2. Kontrol Alergen Dalam Ruangan
Paparan terhadap alergen dalam rumah adalah penyebab utama dari rhinitis
alergi. Terutama pada anak-anak yang banyak menghabiskan waktu di dalam rumah.
Jika banyak alergen di dalam rumah, maka risiko terjadinya sensitasi alergenik pada
tahap awal hidup akan meningkat pula.
a) Debu rumah
Debu rumah mengandung zat-zat alergenik yang bermacam-macam, yakni
alergen metabolik dan somatik dari tungau, atau alergen dari hewan domestik,
serpihan kulit manusia, serangga domestik (seperti kecoak), dan endotoksin dari
bakteri gram-negatif. Sebagai tambahan, spora atau miselia jamur dan produk
lainnya dari hewan atau tanaman seperti bulu, wol, dan serat natural bisa juga
menjadi sumber debu alergen.
b) Endotoksin
Endotoksin merupakan komponen dari bakteri gram-negatif, yang merupakan
agen proinflamasi poten yang biasa ditemukan pada debu rumah.
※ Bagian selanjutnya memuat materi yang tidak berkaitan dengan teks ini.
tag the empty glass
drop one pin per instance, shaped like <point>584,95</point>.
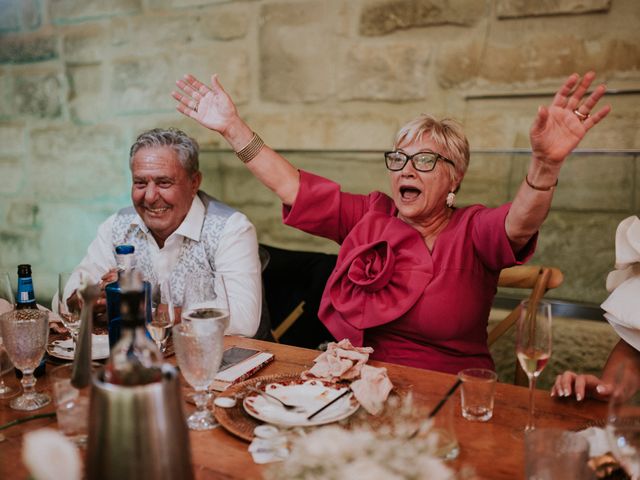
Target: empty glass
<point>25,334</point>
<point>205,297</point>
<point>162,316</point>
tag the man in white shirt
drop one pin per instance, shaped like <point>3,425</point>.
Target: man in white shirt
<point>177,229</point>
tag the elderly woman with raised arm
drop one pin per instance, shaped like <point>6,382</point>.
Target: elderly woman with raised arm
<point>415,276</point>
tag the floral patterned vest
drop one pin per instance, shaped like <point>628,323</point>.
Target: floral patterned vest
<point>193,256</point>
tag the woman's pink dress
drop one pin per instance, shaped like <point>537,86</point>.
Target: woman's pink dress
<point>388,291</point>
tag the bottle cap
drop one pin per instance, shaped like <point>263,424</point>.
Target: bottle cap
<point>124,249</point>
<point>24,270</point>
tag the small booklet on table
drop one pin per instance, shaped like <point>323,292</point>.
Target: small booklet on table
<point>238,364</point>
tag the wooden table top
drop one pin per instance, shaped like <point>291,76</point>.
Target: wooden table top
<point>493,448</point>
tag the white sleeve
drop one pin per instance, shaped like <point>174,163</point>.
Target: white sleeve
<point>237,259</point>
<point>99,259</point>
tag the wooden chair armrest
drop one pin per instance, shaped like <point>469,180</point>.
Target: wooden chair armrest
<point>287,322</point>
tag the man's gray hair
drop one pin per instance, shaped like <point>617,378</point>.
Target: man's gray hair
<point>185,147</point>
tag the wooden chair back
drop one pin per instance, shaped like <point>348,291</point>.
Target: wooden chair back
<point>538,279</point>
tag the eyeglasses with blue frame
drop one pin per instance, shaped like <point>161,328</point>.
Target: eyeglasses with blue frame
<point>424,161</point>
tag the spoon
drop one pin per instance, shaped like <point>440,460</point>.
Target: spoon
<point>268,396</point>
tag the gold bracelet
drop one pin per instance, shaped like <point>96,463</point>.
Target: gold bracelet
<point>540,189</point>
<point>251,149</point>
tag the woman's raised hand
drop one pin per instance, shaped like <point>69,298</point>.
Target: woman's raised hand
<point>211,106</point>
<point>560,127</point>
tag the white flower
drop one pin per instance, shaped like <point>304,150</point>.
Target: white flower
<point>335,453</point>
<point>49,455</point>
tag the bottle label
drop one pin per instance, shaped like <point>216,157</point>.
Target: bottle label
<point>25,290</point>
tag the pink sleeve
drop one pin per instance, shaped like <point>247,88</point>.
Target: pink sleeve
<point>491,242</point>
<point>322,209</point>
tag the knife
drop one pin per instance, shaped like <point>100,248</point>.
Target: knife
<point>347,391</point>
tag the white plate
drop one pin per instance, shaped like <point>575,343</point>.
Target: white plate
<point>63,349</point>
<point>311,395</point>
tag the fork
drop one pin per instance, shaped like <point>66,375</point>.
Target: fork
<point>268,396</point>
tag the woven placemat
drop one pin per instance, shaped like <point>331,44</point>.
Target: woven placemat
<point>235,419</point>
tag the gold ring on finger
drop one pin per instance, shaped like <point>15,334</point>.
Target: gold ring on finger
<point>580,115</point>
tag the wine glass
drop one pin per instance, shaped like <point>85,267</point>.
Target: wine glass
<point>205,298</point>
<point>69,306</point>
<point>162,316</point>
<point>199,346</point>
<point>623,421</point>
<point>25,334</point>
<point>7,303</point>
<point>533,345</point>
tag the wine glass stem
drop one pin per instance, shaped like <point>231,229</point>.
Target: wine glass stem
<point>28,382</point>
<point>201,399</point>
<point>532,388</point>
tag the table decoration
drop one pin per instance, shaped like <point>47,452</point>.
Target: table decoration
<point>390,450</point>
<point>49,455</point>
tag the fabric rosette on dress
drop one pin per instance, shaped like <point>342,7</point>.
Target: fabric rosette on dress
<point>377,279</point>
<point>622,307</point>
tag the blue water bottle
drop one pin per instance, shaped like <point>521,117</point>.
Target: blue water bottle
<point>125,261</point>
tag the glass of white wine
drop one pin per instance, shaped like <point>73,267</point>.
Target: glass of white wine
<point>7,303</point>
<point>205,298</point>
<point>69,306</point>
<point>162,315</point>
<point>533,345</point>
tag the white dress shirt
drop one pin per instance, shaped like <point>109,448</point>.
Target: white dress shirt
<point>236,258</point>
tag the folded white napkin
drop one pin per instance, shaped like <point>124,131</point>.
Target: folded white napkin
<point>622,307</point>
<point>99,347</point>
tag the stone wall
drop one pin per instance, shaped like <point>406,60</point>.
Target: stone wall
<point>79,79</point>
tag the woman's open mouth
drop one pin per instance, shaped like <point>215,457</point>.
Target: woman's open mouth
<point>409,193</point>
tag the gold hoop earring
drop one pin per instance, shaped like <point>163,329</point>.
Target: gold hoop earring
<point>451,199</point>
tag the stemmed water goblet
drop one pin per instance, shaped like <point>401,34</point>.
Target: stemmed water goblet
<point>8,303</point>
<point>162,316</point>
<point>199,346</point>
<point>533,345</point>
<point>69,311</point>
<point>25,334</point>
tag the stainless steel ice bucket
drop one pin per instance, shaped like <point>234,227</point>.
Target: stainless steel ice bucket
<point>138,432</point>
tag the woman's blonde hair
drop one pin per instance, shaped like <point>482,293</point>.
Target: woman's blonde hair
<point>445,133</point>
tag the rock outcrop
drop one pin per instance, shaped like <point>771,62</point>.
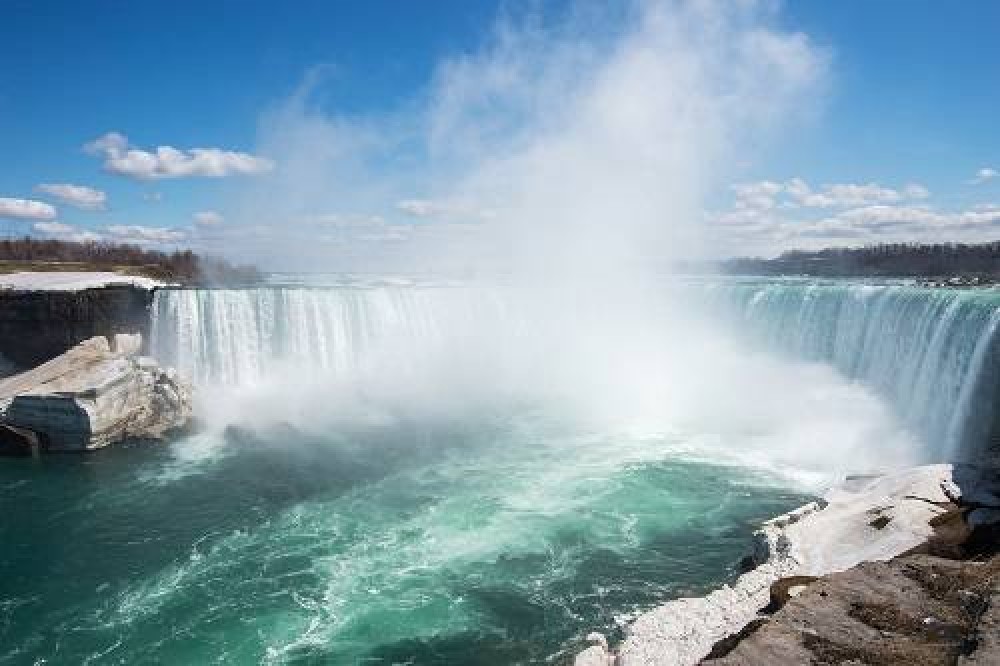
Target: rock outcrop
<point>914,609</point>
<point>44,314</point>
<point>870,518</point>
<point>93,395</point>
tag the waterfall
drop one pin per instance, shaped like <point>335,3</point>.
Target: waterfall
<point>232,336</point>
<point>930,353</point>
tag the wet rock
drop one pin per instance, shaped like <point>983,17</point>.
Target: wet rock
<point>915,609</point>
<point>92,396</point>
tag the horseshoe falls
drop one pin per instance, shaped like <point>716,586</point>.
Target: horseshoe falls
<point>475,475</point>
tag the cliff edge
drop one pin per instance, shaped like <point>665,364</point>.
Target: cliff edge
<point>95,394</point>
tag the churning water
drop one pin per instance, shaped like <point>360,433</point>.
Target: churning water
<point>455,475</point>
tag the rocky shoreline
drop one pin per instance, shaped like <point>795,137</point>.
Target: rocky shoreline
<point>940,509</point>
<point>98,393</point>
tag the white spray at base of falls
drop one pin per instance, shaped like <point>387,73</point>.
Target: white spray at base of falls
<point>326,356</point>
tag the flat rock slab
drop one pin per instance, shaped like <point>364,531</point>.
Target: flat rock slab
<point>73,281</point>
<point>915,609</point>
<point>94,395</point>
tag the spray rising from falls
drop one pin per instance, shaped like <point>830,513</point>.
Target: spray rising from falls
<point>931,353</point>
<point>928,354</point>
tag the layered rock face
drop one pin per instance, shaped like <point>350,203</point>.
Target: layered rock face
<point>38,325</point>
<point>93,395</point>
<point>865,519</point>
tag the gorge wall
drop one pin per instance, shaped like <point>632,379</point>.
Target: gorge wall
<point>38,325</point>
<point>932,354</point>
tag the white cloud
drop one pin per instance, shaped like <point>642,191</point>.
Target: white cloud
<point>66,232</point>
<point>766,194</point>
<point>208,218</point>
<point>428,208</point>
<point>53,228</point>
<point>80,196</point>
<point>984,175</point>
<point>26,209</point>
<point>169,162</point>
<point>747,231</point>
<point>140,234</point>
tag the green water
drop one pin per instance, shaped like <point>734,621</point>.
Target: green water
<point>483,541</point>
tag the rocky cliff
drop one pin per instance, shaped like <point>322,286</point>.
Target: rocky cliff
<point>36,326</point>
<point>93,395</point>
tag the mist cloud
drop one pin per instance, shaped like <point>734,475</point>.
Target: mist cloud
<point>556,147</point>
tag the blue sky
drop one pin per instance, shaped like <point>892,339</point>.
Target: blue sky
<point>906,94</point>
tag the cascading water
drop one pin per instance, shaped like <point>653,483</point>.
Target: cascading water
<point>930,353</point>
<point>469,475</point>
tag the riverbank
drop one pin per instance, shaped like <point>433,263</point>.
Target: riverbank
<point>869,519</point>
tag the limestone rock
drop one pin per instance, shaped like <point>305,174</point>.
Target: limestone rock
<point>813,540</point>
<point>92,396</point>
<point>915,609</point>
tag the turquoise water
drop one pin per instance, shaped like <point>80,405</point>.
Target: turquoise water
<point>495,541</point>
<point>392,474</point>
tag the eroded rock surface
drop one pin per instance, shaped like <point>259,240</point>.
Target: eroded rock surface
<point>93,395</point>
<point>915,609</point>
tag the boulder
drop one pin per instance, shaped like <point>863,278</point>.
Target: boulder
<point>93,395</point>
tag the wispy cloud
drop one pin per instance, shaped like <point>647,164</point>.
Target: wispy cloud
<point>577,143</point>
<point>984,175</point>
<point>26,209</point>
<point>208,218</point>
<point>169,162</point>
<point>53,228</point>
<point>80,196</point>
<point>768,217</point>
<point>768,194</point>
<point>141,234</point>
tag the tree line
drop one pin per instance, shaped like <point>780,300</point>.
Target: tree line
<point>182,266</point>
<point>882,260</point>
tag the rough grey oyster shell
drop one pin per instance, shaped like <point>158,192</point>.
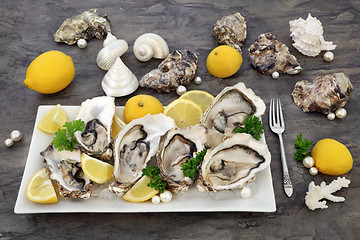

Paparan
terhadap endotoksin akan menyebabkan inflamasi saluran nafas, ditandai dengan
invasi neutrofil, iritasi membrane mukosa, dan diameter saluran nafas yang
menyempit.
c) Tungau
Tungau debu rumah adalah alergen paling umum pada penyakit rhinitis alergi
dan asma, yang didominasi oleh Dermatophagoides pteronyssinus dan
Dermatohpagoides farina di seluruh dunia, serta Blomia tropicalis pada area-area
tropis. Tungau debu rumah biasanya ditemukan pada tempat tidur, karpet,
kelambu, dan produk kain.
Pada area tropis, sebagian besar rhinitis alergi persisten terjadi. Hal ini
mungkin berhubungan dengan cuaca hangat dan lembab yang terjadi sepanjang
tahun, mendukung proliferasi tungau debu dan jamur, dua aeroalergen paling
umum dari rhinitis alergi. Pasien menjadi simptomatis sepanjang tahun, sehingga
diperlukan adanya kontrol tungau debu yang baik.
d) Hewan peliharaan
Prevalensi asma, rhinitis, dan alergi pada kulit secara signifikan umum terjadi
pada keluarga yang memiliki hewan peliharaan. Protein dari secret hewan
memiliki alergen kuat yang mampu menyebabkan reaksi hipersensitivitas yang
hebat. Kucing dan anjing adalah penyebab utama apabila diperbolehkan untuk
masuk ke dalam kamar. Glikoprotein dari kucing mampu bertahan sebagai
partikel airborne untuk jangka waktu yang panjang, dan mudah menempel pada
barang-barang.
e) Lain-lain
Penyakit alergi dapat terjadi akibat faktor lain, seperti perubahan gaya hidup,
perubahan makan, variasi geografis, iklim, kondisi sosioekonomik, dan merokok.

Daftar Pustaka
Min Y. G. (2010). The pathophysiology, diagnosis and treatment of allergic rhinitis. Allergy,
asthma & immunology research, 2(2), 65–76. https://doi.org/10.4168/aair.2010.2.2.65
Wang D. Y. (2005). Risk factors of allergic rhinitis: genetic or environmental?. Therapeutics
and clinical risk management, 1(2), 115–123.